On Color
Four artists talk about how they select color
If I could place a common thread between all the artists I selected for Charlotte Russell Contemporary, it would be artists who use color in unique and innovative ways. Color is what draws my eye in. Color is what gives me all the "feels." Color is what makes a work stand out. I asked four artists I love the same question:
"Let’s talk color - how do you decide your color choices?"
Here is how they responded.
Jean Gray Mohs
Color ebbs and flows for me. For a time, I was combining contrasting colors, colors that allowed for a bit of chaos and spontaneity. But now I find myself leaning into grouping of color. For my last exhibition I made 30 pieces, in this grouping there were 6 groups of 5 images. Each grouping had a thematic color that I felt investigated the personality of one person who has donated life, and each of the 5 images were meant to represent the life donated- a heart, lung, eye, liver, and so on.

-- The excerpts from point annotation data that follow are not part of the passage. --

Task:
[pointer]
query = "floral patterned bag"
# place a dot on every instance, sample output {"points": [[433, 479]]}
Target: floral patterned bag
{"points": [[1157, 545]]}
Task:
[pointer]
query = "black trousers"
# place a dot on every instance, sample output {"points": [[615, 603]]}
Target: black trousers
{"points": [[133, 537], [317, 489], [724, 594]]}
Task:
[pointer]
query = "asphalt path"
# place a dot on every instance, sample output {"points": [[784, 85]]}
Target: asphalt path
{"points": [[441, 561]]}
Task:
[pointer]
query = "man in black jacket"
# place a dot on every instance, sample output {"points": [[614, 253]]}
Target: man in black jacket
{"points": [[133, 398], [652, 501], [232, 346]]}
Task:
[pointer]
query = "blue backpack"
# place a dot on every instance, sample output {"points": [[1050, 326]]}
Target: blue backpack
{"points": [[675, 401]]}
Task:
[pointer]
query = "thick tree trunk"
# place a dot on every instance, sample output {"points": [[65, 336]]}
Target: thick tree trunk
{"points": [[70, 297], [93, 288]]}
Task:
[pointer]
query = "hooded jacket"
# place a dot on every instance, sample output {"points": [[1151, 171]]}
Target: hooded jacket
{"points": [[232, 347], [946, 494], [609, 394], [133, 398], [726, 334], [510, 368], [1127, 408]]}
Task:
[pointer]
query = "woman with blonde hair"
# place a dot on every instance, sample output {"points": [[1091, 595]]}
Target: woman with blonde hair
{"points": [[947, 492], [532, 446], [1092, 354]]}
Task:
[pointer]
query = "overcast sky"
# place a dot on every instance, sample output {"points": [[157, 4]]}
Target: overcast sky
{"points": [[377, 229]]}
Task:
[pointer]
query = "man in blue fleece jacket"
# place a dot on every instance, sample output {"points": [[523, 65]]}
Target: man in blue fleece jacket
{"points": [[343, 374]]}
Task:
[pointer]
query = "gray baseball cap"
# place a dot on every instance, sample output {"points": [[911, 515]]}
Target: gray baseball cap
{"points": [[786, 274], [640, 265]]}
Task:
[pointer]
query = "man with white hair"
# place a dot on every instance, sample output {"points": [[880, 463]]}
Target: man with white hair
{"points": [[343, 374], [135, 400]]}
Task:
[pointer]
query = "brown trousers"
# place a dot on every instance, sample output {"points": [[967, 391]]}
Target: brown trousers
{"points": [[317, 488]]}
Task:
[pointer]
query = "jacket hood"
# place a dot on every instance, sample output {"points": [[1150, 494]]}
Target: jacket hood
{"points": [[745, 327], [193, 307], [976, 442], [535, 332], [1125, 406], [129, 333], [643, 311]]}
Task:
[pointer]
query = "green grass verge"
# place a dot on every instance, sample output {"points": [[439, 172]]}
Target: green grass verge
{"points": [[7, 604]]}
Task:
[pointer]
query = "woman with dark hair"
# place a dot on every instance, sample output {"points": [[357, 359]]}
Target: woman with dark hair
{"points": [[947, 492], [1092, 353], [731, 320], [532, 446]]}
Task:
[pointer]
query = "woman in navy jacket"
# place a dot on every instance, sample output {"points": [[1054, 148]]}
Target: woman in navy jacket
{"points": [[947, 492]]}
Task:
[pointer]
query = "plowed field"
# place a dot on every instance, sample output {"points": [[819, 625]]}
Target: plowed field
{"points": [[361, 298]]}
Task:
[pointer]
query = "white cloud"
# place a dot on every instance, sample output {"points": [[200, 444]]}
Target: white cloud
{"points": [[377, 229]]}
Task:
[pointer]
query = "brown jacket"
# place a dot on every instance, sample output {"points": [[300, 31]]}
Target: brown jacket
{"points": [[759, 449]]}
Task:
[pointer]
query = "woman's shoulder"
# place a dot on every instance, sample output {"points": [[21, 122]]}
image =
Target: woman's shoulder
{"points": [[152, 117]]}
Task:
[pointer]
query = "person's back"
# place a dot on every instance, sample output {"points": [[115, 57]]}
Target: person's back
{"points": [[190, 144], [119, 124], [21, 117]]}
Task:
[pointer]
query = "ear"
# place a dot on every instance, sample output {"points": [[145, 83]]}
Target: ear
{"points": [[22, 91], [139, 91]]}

So I can gather color choices from lots of places. Often it will speak to me in the moment or from a mood.
Maggie Perrin-Key
My color choice is very intuitive. Putting colors together is something I just love to do, and I feel like I know what colors I want to be next to each other. Specific colors have a personality and become characters; sometimes they want to be next to someone specific, or go to a color party with all their friends!
Kelly Sheppard Murray
Each arrangement invites a new opportunity to explore color and consider how color and form work together to communicate something. I am drawn to vibrant colors often but also feel a strong sensitivity to the way color conjures emotional qualities or associations. In the end it can often be a very intuitive process where instinct leads me but other times I will have a color combination in mind that I want to see how it looks together or what associations the given combination will bring up when I look at it.
Emily Bartolone
Color is the one thing that is (kind of) planned out ahead of time. I premix all my colors so that I have anywhere between 12–20 options in my studio at any given time. These aren’t in any certain palette, but a mix of colors I find exciting at the moment that interact with each other interestingly. I have a pack of Color Aid paper that I keep handy to help me explore colors as well. Then, as I’m working, I can simply pull colors out of my supply and see how they’d work on any given piece. Most of the paintings in this body of work were made from a similar batch of colors, however I don’t think you’d know this without looking closely because they all interact with each other in such different ways.